|[AMRadio] WD-40 Experience|
wb2cau at gmail.com
Thu Dec 12 16:05:14 EST 2013
I've used WD-40 off and on in pots for more than 40 years without the
negative experience you've had. Perhaps the main difference is in the
method I've used.
After spraying the contact area inside the pot and working the control a
few times, I follow up with about 10 to 15 seconds of compressed air as I'm
working the control. This blasts away most of the residue along with any
of the contamination that created the noise problem in the beginning. The
control then has an extended life at least as long as if the control had
Sent from my desktop PC
On Thu, Dec 12, 2013 at 12:58 PM, JAMES HANLON <knjhanlon at msn.com> wrote:
> This is a true story about the use of WD-40. Folks who are using it to
> clean pots and switches are invited to take it for what it is worth.
> At one time I worked for Bell Labs. Back a good many years there was a
> hurricane in Florida which drowned the telephone exchange at the Homestead
> Air Force Base. Bell System folks from all over the country converged to
> help dry out and restore the exchange, an electromechanical "crossbar"

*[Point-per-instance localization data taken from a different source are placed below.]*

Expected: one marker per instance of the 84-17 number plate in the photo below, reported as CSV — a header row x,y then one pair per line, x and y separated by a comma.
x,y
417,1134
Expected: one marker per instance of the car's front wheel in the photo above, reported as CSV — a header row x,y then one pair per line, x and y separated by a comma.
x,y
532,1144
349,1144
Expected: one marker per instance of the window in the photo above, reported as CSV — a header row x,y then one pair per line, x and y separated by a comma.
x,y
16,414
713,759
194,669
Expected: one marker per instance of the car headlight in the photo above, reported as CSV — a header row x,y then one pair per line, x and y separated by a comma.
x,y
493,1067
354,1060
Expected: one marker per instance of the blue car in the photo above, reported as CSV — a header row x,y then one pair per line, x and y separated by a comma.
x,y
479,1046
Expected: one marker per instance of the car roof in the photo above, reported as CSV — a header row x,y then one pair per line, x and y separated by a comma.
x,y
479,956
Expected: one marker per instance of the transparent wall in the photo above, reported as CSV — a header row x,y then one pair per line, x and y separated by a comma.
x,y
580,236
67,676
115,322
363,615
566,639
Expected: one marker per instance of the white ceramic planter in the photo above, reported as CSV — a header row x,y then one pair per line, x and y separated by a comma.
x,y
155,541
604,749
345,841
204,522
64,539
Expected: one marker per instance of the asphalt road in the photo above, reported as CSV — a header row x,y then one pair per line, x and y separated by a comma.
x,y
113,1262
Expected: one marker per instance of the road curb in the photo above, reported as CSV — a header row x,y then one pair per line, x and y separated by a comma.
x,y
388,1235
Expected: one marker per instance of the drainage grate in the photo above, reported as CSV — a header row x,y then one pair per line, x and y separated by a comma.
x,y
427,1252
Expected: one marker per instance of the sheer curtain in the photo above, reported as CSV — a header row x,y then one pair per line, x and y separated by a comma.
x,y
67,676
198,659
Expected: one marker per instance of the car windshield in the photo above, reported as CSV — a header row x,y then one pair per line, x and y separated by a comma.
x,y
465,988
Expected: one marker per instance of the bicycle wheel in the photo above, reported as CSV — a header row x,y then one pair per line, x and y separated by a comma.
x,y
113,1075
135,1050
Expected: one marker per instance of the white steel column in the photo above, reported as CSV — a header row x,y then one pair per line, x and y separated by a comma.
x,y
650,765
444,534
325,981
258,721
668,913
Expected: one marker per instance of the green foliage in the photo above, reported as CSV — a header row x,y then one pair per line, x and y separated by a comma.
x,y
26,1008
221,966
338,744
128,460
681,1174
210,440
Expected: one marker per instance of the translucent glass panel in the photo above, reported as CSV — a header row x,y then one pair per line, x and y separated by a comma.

> type. My Laboratory was responsible for "Electromechanical Switching
> Equipment" including the relays and crossbar switches in the exchange, so
> we had an engineer there with the crew. The folks decided to spray the
> crossbar switches with WD-40. It did indeed displace the water and restore
> the switches to operating condition, as the "WD" implies. But several
> months later as the more volatile components of the WD-40 evaporated and
> the less volatile components remained behind, the switch mechanisms started
> to gum up and the switch contacts went high resistance to open circuit.
> Finally the entire exchange had to be scrapped out and replaced.
> Because of this experience, I do not use WD-40 to "clean" any switch
> contacts or potentiometers in my radio equipment.